会社法で事実上の「永久保存」が望ましい紙文書(定款、株主名簿など)の管理方法
2025/12/17

はじめに
会社経営において、文書管理は企業の歴史を保持する上でも重要です。
特に定款や株主名簿といった重要文書は、会社法やその他の法令で厳密な「永久保存」が義務付けられているわけではありませんが、その文書の性質上、事実上の永久保存が強く推奨されています。
これらの文書は、会社の存在証明、権利関係の明確化、将来的な訴訟や監査への対応に必要となります。
本記事では、これらの「永久保存」が望ましい紙文書の適切な管理方法をご紹介いたします。
永久保存が望ましいとされる主な文書
会社法には「永久保存」という明確な規定はありませんが、実務上、会社が成立した時点から解散・清算まで常に存在し、参照できる状態でなければならない文書を「永久保存文書」として扱われることを推奨します。
・定款 会社の組織や活動の根本規則を定めたもの。
・株主名簿 株主の氏名や住所、保有株式数などを記録したもの。株主の権利行使や会社運営の基礎となります。
・新株予約権原簿・社債原簿 登記・訴訟に関する書類 権利証、判決書など。
・官公署への提出文書や重要な許認可証
・効力が永続する契約に関する文書
・重要な権利や財産の得喪に関する文書
補足: 会社法では、株主総会議事録や取締役会議事録、計算書類(貸借対照表、損益計算書など)については、原則として10年間の保存が義務付けられています(会社法318条、442条など)。
これらの文書も重要性が高いため、法定保存期間を超えて永久保存している企業もあります。
紙文書の具体的な管理方法
定款や株主名簿など、事実上の永久保存が望ましいとされる重要文書 は、会社の存続期間を通じていつでも参照できる状態を維持し、物理的な劣化や紛失を防ぐための対策が必要です 。

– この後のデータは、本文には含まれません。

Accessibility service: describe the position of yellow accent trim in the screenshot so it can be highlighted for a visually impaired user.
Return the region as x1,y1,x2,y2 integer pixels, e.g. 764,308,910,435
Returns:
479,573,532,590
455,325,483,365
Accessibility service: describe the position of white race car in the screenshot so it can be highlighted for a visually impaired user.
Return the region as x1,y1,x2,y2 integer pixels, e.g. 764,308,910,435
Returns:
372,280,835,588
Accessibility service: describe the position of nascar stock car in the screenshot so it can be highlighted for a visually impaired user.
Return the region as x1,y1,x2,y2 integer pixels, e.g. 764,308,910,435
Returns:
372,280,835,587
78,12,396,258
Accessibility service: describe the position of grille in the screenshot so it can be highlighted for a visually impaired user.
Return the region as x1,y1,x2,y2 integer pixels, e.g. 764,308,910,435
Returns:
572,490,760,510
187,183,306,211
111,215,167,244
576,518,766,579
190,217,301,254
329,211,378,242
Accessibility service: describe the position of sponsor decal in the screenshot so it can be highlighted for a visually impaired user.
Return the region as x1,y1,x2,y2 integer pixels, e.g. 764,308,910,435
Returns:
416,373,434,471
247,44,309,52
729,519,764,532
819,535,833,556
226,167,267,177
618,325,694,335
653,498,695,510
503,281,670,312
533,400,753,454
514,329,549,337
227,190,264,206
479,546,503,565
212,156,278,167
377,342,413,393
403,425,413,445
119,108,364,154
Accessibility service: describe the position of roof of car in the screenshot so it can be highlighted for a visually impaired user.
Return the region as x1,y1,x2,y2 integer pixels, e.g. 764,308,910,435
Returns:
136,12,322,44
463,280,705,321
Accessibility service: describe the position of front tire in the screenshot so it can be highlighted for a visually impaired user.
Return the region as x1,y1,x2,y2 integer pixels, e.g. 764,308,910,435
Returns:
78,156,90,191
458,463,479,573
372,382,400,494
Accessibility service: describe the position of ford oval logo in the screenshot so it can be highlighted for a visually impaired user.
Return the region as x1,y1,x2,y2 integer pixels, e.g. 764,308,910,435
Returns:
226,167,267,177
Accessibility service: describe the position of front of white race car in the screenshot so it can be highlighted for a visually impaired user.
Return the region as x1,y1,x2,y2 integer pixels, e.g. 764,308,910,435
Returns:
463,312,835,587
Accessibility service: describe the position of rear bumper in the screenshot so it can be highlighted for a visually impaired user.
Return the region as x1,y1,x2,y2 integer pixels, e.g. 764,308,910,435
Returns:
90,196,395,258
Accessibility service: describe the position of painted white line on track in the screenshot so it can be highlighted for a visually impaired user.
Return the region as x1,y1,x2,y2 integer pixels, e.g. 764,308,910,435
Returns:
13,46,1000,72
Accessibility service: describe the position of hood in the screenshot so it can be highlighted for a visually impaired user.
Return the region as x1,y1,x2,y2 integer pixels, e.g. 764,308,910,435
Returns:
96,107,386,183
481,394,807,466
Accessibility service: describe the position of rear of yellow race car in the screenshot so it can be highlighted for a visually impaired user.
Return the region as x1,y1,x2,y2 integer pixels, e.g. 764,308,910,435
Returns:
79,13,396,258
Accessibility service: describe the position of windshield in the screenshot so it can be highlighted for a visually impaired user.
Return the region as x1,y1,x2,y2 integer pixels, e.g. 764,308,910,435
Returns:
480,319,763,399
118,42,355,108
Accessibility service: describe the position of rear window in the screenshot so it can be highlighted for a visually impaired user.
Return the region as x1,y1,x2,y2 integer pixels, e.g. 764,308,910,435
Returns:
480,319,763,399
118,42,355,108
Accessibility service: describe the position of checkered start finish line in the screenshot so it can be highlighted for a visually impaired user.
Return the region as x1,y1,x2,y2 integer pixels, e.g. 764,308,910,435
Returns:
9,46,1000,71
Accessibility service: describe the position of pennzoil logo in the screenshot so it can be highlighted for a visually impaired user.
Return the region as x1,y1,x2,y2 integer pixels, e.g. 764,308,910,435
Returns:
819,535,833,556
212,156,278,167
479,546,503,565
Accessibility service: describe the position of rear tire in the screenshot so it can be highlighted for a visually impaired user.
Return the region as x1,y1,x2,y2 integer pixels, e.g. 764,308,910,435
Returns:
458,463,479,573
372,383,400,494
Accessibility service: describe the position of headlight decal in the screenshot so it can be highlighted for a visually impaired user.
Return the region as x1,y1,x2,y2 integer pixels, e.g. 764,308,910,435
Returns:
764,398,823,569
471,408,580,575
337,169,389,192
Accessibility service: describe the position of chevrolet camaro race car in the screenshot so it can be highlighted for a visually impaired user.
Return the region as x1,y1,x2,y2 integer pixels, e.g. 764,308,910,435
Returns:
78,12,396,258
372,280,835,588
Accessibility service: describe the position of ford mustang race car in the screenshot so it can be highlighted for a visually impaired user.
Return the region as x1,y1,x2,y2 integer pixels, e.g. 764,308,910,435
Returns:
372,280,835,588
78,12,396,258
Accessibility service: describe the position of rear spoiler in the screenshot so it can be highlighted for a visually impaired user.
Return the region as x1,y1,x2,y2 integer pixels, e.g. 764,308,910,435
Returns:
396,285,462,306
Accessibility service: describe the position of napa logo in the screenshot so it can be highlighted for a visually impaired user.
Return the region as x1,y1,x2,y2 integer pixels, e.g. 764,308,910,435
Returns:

会社法に「永久保存」の明確な規定はないため 、これらの重要文書の取扱いは、個々の会社が定める「文書管理規程」の中で、永久保存文書として位置づけ、その管理方法を定めることになります。
セキュリティの確保
・社内規程に基づき、これらの最重要文書は鍵のかかる場所(金庫、施錠できるキャビネット)での保管を徹底し、必要な人物のみがアクセスできるよう厳しく制限します 。
持出・返却の記録を残すための管理台帳を設けることも必要です。
環境管理と劣化防止
・直射日光、高温多湿を避け、火災に備えた耐火性能を備えたキャビネットでの保管を推奨します 。
紙は経年劣化するため、特に永久保存文書には不可欠な対策です 。
電子データでのバックアップ
・物理的なリスクを補完し、将来的な参照の容易性を高めるため、紙の原本をスキャンし、電子データとして保存する(電子化)ことも有効です 。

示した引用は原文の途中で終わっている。